By DON FLETCHER
News Staff Writer
Gov. Kay Ivey visited Atmore last week. But those who weren’t at Atmore Municipal Airport between 10:30 and 10:33 a.m. on Wednesday, January 15, missed it.
The governor’s jet, scheduled to land “between 9:30 and 9:40 (a.m.),” took off late from Montgomery due to fog, encountered heavier fog the further south it flew, and finally eased onto a local runway at 10:28 a.m., an hour behind schedule, and taxied to a stop.
Ivey was in Escambia County to conduct a tour of Holman Correctional Facility, where the state’s toughest convicts — and all those sentenced to die for their crimes — are housed and to meet with the maximum-security facility’s warden, Cynthia Stewart.
Stewart and Ivey were reportedly scheduled to talk about overcrowding and violence within the state’s penal system, along with the threat that the state could lose control and oversight of the system to federal officials.
The meeting reportedly had little or nothing to do with the impending construction of three “super prisons,” a prison privatization plan under which Holman and medium-security Fountain Correctional Facility face possible closure.

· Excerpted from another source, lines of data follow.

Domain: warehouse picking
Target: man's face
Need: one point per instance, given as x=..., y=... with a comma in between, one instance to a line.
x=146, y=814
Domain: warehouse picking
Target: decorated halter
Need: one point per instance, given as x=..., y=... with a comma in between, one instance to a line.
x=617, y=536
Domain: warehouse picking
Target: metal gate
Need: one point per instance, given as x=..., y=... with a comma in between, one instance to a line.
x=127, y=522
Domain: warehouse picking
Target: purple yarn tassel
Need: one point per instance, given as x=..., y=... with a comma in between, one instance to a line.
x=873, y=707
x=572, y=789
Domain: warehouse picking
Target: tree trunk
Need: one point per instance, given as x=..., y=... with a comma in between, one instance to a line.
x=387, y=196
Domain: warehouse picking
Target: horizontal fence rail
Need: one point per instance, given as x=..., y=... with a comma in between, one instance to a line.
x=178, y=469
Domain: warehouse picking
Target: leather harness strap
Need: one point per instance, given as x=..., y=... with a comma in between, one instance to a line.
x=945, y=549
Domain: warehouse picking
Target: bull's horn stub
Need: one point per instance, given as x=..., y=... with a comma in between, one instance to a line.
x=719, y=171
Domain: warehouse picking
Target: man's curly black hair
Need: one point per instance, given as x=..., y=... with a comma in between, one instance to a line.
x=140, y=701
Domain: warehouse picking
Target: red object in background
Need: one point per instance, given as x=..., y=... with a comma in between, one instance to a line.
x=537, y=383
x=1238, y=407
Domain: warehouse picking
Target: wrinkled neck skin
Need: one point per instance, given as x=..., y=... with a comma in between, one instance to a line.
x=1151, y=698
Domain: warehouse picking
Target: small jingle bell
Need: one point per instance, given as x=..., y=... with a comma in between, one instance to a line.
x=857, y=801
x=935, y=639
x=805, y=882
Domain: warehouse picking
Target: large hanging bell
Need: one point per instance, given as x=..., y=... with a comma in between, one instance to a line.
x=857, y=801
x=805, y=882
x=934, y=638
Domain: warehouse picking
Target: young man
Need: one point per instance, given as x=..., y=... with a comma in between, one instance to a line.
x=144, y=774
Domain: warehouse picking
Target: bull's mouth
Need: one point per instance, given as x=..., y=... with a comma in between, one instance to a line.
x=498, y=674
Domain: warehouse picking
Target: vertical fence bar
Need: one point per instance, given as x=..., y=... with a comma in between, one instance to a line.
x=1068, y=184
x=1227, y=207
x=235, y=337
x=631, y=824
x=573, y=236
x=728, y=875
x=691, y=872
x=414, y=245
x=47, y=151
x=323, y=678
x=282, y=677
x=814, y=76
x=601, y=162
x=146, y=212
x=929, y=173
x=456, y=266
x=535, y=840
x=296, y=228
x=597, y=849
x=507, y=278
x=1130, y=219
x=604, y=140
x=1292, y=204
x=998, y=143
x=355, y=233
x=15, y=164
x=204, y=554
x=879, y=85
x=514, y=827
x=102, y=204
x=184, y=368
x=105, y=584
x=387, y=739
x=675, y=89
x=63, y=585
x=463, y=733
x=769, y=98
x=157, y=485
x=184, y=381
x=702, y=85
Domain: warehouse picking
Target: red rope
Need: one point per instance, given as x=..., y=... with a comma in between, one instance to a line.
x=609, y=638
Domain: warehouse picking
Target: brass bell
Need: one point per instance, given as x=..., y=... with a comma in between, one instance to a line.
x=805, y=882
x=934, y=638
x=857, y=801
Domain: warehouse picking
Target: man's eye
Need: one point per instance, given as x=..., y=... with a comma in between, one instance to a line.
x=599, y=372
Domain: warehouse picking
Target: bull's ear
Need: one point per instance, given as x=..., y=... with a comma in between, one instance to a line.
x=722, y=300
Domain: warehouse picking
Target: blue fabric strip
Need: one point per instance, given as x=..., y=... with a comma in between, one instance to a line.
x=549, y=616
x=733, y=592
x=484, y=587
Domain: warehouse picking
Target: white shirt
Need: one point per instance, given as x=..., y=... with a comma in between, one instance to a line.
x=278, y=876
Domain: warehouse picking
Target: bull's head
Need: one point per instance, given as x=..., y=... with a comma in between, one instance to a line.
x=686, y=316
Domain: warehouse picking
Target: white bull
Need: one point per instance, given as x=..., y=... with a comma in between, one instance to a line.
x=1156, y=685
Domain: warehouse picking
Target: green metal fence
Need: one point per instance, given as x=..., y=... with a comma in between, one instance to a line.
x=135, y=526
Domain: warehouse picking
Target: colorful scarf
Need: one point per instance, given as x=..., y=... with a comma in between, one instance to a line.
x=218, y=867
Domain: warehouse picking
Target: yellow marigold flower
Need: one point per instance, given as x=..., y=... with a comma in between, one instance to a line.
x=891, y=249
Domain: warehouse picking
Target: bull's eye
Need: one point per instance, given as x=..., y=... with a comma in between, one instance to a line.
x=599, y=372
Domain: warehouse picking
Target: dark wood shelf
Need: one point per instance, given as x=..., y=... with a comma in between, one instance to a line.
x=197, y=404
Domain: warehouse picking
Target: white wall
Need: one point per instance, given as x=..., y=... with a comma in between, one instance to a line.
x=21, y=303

The Governor’s Study Group on Criminal Justice Policy held its final pre-session meeting on January 7. The group is expected to release in the near future a report filled with its recommendations on how to address the state’s ongoing prison crisis.

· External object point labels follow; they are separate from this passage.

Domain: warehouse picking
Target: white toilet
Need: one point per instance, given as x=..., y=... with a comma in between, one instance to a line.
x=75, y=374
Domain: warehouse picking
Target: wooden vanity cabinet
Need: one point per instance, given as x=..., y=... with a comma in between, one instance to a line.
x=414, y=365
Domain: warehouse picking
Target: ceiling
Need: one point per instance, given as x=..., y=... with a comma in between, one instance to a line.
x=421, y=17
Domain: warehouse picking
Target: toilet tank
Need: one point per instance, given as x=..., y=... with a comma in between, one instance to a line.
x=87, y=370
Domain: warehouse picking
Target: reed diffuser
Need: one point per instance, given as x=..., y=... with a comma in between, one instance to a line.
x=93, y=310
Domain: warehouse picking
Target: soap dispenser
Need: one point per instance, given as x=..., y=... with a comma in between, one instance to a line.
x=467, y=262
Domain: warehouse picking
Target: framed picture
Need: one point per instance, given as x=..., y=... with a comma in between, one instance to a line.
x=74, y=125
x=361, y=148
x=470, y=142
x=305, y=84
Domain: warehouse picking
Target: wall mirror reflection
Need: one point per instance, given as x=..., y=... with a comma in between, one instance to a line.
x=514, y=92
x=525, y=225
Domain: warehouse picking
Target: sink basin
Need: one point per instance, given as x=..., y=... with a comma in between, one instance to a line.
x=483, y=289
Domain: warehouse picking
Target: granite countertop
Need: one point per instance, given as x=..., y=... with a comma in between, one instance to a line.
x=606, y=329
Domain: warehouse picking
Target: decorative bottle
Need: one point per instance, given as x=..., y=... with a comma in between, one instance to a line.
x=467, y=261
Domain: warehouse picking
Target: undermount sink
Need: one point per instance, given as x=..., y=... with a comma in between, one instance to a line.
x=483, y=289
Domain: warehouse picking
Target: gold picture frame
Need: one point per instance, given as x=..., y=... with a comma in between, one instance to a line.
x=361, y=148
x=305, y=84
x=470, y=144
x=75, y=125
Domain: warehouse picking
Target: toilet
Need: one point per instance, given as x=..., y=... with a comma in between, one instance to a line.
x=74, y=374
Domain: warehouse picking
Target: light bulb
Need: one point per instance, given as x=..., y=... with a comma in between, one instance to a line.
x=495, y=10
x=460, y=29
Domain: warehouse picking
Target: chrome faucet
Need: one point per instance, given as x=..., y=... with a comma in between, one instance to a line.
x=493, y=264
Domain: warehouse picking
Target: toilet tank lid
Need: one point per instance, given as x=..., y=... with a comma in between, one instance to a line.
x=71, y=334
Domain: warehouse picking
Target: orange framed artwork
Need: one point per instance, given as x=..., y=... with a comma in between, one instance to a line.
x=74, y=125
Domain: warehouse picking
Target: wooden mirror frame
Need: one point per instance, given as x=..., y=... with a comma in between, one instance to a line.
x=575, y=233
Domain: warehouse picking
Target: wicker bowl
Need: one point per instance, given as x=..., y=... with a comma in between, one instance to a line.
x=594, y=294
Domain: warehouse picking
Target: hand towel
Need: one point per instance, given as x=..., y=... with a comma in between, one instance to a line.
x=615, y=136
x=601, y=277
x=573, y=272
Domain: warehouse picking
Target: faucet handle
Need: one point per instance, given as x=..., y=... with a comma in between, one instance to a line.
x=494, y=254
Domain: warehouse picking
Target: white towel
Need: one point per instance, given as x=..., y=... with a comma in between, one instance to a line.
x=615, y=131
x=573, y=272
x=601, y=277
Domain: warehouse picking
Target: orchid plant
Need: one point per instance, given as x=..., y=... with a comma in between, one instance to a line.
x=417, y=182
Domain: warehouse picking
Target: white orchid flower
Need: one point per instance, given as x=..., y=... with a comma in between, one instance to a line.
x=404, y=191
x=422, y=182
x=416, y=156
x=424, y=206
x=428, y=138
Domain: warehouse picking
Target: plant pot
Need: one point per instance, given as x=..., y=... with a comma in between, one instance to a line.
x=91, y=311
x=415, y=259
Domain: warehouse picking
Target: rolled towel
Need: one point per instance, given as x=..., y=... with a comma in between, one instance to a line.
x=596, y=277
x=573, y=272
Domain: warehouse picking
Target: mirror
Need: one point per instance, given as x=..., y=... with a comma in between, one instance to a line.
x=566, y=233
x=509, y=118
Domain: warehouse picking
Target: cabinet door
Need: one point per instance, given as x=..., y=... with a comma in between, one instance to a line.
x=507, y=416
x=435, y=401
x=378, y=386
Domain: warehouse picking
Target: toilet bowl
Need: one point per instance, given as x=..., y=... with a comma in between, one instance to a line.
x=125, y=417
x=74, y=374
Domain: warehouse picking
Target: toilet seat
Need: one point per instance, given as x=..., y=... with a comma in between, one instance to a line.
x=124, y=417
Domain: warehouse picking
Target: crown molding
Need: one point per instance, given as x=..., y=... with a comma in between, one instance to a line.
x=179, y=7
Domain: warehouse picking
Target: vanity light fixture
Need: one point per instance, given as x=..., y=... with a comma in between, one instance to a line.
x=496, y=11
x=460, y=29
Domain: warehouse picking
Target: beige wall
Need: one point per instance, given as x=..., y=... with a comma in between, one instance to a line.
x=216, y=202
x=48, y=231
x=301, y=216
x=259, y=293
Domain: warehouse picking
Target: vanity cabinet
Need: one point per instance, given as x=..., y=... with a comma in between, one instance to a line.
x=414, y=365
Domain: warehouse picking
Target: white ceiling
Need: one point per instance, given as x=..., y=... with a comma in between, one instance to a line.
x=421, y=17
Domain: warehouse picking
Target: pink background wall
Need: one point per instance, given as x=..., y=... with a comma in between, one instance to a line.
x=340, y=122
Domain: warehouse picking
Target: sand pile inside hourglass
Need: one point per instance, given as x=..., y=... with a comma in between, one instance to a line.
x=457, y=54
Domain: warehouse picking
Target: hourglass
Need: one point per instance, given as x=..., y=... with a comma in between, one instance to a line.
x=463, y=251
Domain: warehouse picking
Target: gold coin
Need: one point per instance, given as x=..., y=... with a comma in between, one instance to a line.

Ivey’s staff issued a brief and vague statement on the intent of her local visit.
“The governor’s visit today is a sign of her commitment to addressing the challenges that face our state’s correctional facilities,” the statement reads. “Seeing prison conditions firsthand is a priority for Governor Ivey, as it will provide her the most up-to-speed information as she continues to work with the legislature this coming session.”
The Alabama Legislature is set to open its 2020 session on February 2. Prison reform is expected to be the major topic of debate among legislators.
Mayor Jim Staff, who had planned a formal greeting for the state’s chief executive during her time on the ground here, got instead what one veteran journalist labeled “a wink and a wave.” Ivey was assisted down the stairs of her jet, gave Staff a quick handshake and smile, then was gone.
“It’s a big thing to have the governor or any politician here when it’s something more than campaigning,” Staff said.
The mayor almost missed the brief visit himself. He waited outside the fence until one of the governor’s staff members noticed his disappointment and invited him to accompany her for a quick face-to-face.
Staff said he understood the time restraints within which the governor works.
“They’re way late now, and she was in such a hurry,” he said after a convoy of black state cars — carrying Ivey, her senior staff and two agents from the Investigations and Intelligence Division of the Alabama Department of Corrections — quickly pulled out and headed for Holman. “That girl (a woman on Ivey’s staff) told me that if I wanted to shake (the governor’s) hand, I could ride out with her, but all I could do was shake her hand.”